Chris Feifarek may have a penchant for the fantastical in literature, but when it comes to horse racing, he is nothing if not pragmatic.
On Friday morning, July 30, he sat in a box at Saratoga Race Course. It wasn’t his first trip to the track in upstate New York, but he’d never run a horse here before. He was on his own, and he was prepared for pretty much anything.

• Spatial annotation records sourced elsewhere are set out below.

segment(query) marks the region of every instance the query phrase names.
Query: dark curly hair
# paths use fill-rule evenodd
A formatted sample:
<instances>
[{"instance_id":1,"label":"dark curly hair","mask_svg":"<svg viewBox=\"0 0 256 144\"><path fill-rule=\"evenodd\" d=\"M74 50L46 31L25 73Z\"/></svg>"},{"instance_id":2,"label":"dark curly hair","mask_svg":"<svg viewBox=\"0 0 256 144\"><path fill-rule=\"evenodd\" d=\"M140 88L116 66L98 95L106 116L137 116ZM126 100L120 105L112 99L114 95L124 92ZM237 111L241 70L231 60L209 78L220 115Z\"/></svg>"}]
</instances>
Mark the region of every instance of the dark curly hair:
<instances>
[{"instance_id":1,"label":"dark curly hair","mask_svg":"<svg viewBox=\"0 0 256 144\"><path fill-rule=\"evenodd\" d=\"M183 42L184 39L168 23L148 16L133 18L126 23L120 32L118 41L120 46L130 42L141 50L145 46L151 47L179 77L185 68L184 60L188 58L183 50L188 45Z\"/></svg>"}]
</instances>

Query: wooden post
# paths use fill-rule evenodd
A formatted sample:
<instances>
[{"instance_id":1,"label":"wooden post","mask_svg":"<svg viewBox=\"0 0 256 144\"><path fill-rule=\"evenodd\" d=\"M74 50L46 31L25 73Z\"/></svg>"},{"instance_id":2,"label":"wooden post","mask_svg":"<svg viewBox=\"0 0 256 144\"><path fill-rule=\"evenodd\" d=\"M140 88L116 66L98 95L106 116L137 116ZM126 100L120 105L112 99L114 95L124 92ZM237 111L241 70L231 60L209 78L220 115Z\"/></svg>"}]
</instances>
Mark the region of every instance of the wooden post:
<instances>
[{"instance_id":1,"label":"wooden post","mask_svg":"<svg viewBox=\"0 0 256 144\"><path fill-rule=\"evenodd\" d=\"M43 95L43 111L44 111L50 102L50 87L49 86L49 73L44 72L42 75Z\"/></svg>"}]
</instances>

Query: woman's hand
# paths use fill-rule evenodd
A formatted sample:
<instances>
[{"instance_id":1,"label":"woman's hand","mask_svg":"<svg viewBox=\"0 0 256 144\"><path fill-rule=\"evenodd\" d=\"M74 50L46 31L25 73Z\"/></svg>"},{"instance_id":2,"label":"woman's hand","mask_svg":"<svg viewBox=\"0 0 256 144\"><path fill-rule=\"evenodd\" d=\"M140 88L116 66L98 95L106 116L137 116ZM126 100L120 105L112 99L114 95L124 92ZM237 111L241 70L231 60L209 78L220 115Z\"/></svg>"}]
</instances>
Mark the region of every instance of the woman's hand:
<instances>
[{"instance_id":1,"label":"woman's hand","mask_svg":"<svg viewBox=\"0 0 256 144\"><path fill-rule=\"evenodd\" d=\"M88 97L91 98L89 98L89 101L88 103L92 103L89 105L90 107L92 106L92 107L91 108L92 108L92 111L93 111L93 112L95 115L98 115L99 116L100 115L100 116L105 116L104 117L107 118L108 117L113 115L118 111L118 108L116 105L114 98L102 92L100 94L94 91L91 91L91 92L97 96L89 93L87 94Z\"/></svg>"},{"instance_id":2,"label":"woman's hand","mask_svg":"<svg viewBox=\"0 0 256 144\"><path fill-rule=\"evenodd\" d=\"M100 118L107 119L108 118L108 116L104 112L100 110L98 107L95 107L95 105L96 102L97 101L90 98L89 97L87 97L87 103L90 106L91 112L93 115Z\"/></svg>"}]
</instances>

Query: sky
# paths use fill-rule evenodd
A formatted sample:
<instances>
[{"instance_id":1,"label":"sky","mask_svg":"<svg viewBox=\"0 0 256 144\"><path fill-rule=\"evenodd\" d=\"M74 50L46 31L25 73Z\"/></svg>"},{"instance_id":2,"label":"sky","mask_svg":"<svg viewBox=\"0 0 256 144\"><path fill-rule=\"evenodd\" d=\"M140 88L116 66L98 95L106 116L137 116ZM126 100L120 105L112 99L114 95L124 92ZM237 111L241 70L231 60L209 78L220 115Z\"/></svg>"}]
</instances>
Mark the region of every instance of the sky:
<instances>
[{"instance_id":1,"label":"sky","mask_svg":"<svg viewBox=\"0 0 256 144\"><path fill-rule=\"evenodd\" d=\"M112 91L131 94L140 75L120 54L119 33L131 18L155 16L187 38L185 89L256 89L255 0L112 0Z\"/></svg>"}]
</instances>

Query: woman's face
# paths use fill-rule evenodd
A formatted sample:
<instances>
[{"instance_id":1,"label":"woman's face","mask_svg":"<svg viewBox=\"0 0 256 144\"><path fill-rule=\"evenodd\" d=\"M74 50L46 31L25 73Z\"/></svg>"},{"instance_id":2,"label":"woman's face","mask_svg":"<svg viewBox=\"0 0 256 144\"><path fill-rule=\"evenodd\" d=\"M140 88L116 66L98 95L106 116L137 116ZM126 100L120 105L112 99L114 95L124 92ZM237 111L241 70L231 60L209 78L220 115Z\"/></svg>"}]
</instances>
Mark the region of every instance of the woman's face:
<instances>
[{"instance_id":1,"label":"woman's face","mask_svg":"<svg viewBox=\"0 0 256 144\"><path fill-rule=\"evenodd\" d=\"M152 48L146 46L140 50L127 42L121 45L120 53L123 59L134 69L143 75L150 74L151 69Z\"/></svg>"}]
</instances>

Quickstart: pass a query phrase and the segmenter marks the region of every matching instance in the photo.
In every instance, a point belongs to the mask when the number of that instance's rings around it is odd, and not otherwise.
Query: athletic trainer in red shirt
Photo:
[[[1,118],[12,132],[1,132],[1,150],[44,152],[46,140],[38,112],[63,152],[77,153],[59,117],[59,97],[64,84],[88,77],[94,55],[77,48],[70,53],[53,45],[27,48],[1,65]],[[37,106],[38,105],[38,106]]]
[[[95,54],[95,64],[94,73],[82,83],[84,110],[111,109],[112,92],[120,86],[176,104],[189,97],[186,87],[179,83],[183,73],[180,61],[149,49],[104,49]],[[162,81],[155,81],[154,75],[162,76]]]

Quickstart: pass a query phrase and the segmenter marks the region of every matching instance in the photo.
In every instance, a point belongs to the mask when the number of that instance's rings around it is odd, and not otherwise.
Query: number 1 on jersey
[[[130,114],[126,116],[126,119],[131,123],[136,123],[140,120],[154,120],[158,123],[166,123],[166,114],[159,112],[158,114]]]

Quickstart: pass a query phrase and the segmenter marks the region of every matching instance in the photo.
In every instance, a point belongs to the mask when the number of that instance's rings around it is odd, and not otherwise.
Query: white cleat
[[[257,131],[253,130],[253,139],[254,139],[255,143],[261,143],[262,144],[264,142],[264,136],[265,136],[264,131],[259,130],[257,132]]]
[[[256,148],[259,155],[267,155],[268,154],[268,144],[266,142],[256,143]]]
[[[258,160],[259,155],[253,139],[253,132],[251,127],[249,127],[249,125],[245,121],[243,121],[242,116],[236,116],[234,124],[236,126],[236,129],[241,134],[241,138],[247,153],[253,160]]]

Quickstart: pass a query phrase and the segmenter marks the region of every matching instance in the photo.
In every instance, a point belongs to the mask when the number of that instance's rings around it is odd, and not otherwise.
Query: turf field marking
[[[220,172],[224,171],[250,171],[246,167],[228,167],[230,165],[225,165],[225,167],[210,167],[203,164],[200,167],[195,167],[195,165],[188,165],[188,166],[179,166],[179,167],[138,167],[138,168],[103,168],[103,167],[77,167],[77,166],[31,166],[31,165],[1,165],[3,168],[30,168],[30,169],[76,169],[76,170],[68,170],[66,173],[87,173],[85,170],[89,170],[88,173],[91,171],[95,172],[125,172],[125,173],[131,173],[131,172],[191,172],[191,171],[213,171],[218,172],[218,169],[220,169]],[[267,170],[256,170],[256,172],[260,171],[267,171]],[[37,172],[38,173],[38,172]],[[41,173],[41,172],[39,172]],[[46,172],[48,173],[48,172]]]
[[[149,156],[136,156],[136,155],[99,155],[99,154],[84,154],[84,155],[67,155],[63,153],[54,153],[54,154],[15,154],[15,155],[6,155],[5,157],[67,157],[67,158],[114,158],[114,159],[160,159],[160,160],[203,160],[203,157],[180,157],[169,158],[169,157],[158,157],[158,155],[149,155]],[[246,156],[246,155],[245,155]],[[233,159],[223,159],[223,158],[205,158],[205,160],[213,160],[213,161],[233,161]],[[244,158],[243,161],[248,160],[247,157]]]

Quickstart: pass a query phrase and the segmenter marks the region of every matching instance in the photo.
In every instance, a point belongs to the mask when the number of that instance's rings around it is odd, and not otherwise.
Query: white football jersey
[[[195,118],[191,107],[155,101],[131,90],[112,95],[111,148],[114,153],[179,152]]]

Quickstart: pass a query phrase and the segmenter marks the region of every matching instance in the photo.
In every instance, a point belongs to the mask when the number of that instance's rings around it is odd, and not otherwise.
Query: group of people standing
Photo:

His three-year-old Beren was at Saratoga to run in the nine-furlong Curlin Stakes, one of two preps on the weekend for the Travers Stakes at the end of August. Beren came to Saratoga on a three-race win streak; his five lifetime wins had come at distances from six furlongs to a mile and a sixteenth, the latter at Parx in June in a race restricted to Pennsylvania-breds that he’d won by 9 1/2 lengths. Earlier this year, Feifarek and trainer Butch Reid took a shot with the son of Maryland-bred legend Silmaril, running him in the Bayshore Stakes (G3, seven furlongs) at Aqueduct Race Track in April.
“This race will help us determine what we do for the fall,” explained Feifarek. “Should we be thinking about the [nine-furlong] Pennsylvania Derby? He’s a Pennsylvania-bred, so he’d get double the purse money. Or should we go in the [six-furlong] Gallant Bob Stakes?”
Feifarek owns and bred Beren with long-time partner Susan Quick. He bought his first horse in 1982, and on the recommendation of his trainer at the time, he sent the horse to St. Omer’s farm, owned by Susan and her late husband Steve. When Feifarek and his wife went to visit, both a business relationship and a friendship were born.